Securie: AuthAuthz specialist + sandbox-verify.
.claude/settings.local.json with sk-ant-
GitHub Advanced Security: Secret Scanning catches Anthropic key pattern.
Securie: secrets specialist + secrets-lifecycle catches dot-directory inclusion structurally + flags rotation playbook.
MCP server config with credentials
GitHub Advanced Security: Limited — outside CodeQL scope.
Securie: The MCP trust-enforcement layer detects + secrets specialist flags credential storage pattern.
The deeper tradeoff
GHAS bundles three products: CodeQL (semantic SAST), Dependabot (dependency updates), and Secret Scanning (push protection). Each is solid; the bundle is GitHub-native and integrates cleanly with the GitHub PR workflow.

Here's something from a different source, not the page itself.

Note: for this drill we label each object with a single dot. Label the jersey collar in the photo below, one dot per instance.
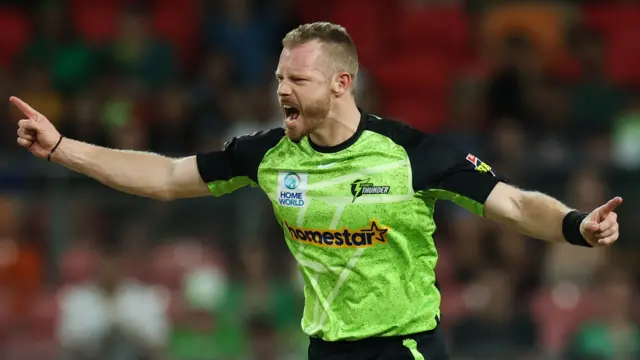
(350, 141)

The AI-built-app gap is where Securie differs. CodeQL's semantic analysis is general-purpose; the Apr 2026 wave of AI-built-app bugs (Lovable BOLA, Supabase RLS misconfig, .claude/ credential leaks, MCP RCE) requires specialist depth that GHAS doesn't ship.
The sandbox-verified prove-don't-flag invariant is the second axis. CodeQL findings are pattern-match; Securie's findings are sandbox-reproduced. The trust difference compounds when teams scale.
Most reasonable choice: run both. GHAS at GitHub-native pricing for the general layer + Securie for the AI-built-app specialist + closed-loop layer.
Pricing
$29-$12,000/mo paid ladder
$49/committer/mo + GHE
Migration playbook
Step 1: Keep GHAS
What: No change.
Why: GitHub-native bundle stays valuable.
Gotchas: Don't expect AI-built-app specialist depth from CodeQL.
Step 2: Add Securie
What: GitHub App.
Why: Specialist depth + sandbox-verify + closed loop.
Gotchas: Both checks for branch protection.
When to pick GitHub Advanced Security
GitHub-native organizations with simple SAST needs + low FP tolerance.
When to pick Securie
AI-built apps + sandbox-verified prove-don't-flag + specialist depth.
Bottom line
GHAS for general SAST + dependency scanning at GitHub-platform pricing. Securie for sandbox-verified prove-don't-flag + AI-built-app specialist depth.
FAQ
Can I run both?
Yes — GHAS + Securie complementary.
Does Securie replace CodeQL?
Different shapes. CodeQL is semantic-analysis-of-anything. Securie is specialist-fleet-targeted-at-AI-built-app-bug-classes.
What about GitHub Advanced Security pricing per committer?
GHAS at $49/committer/mo scales linearly. Securie's per-tenant capped envelope ($499 Team) doesn't.